Energy and the Environment
At best climate change regulations are a hoax, and at worst a massive fraud. And energy policy has done nothing to increase our energy reserves or decouple our fate from countries that mean to do us harm. The Energy Information Administration claims that, based on 2008 U.S. consumption levels and an average price per barrel of $99.55, we transfer $460 billion of wealth overseas each year. And we spend $49 billion to protect our Persian Gulf oil interests. Therefore, we propose:
- Not signing-on to any climate legislation or entering any treaties that do not exact the same regulations, sanctions and taxes of all countries, signatories or not.
- Returning true peer-review status to all government-financed science.
- Open all US offshore and on-shore lands to exploration for oil and natural gas, including those currently hidden behind fraudulent environmental obstruction.
- Using new oil extraction technologies, fund efforts to recover oil from “dry” wells where 30% to 50% of the oil still remains, but old technology prevents us from recovering it economically.
- Establish incentives for refiners to upgrade existing plants and build new state-of-the–art facilities that are clean, safe from terrorist attack and protected from catastrophic weather events (e.g., hurricanes in the Gulf).
- Eliminate the CO2-driven EV “mandate” that will force the strip mining of lithium from hostile or potentially hostile countries like Venezuela, Chile and China, and the mining of vast amounts of rare earths for their electric motors.
- Offer tax credits to upgrade and decentralize the power grid to make it less susceptible to overloads and terrorist attacks.
- Foster true energy independence through the increased application of nuclear power, while increasing the use of cellulosic ethanol in vehicles designed to make the greatest use of this fuel.

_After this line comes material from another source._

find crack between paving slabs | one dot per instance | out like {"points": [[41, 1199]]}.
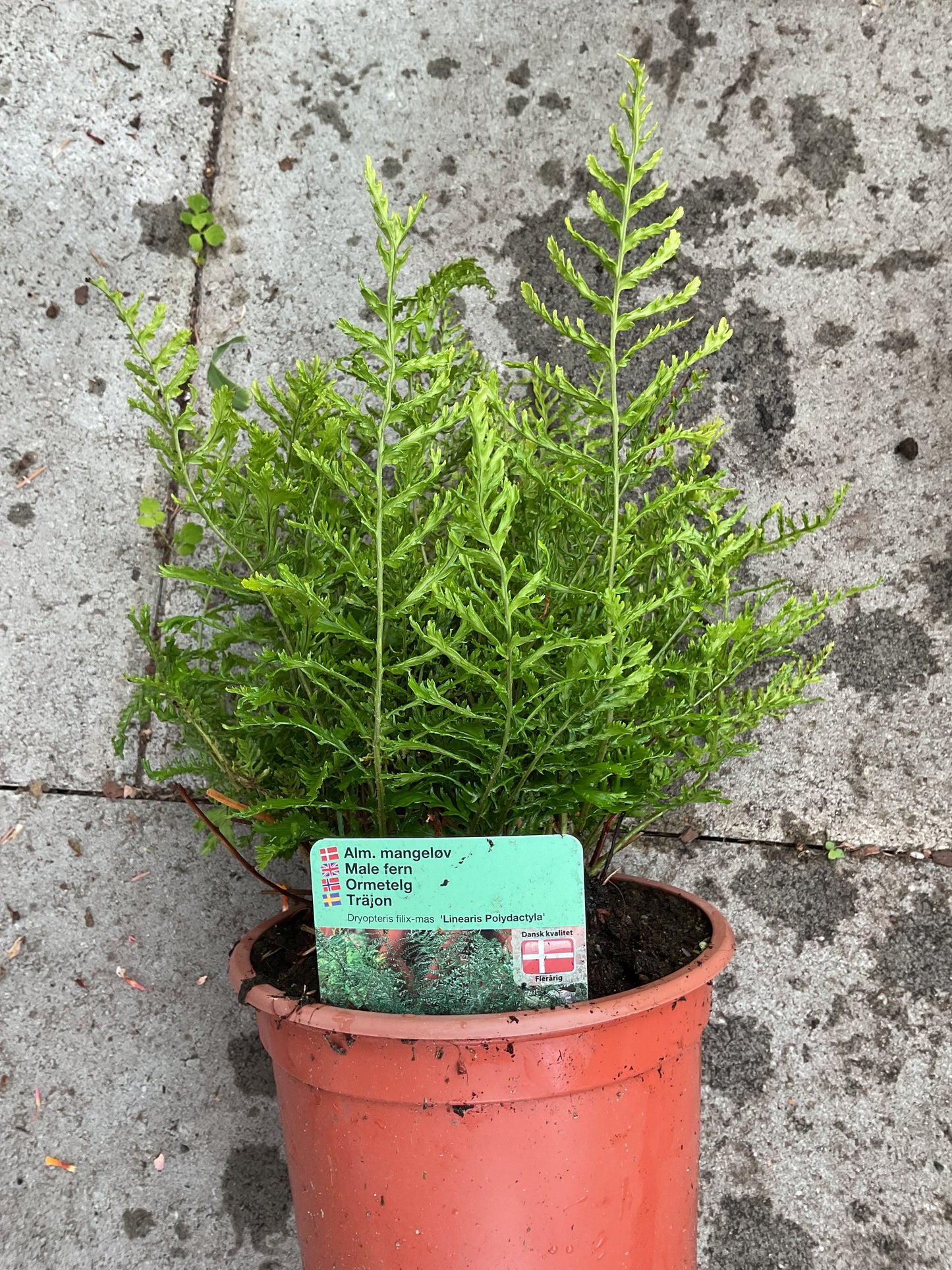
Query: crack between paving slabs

Americans are waking up to the insidious side effects of government, and are in search of better free-market solutions. The next two elections (2010 and 2012) are a tremendous opportunity for politicians and parties to return to the idea of public service laid out within the U.S. Constitution. By drastically reducing the size, scope and reach of government, we can prevent it from turning us into subjects, and regain responsibility for the decisions that We The People make.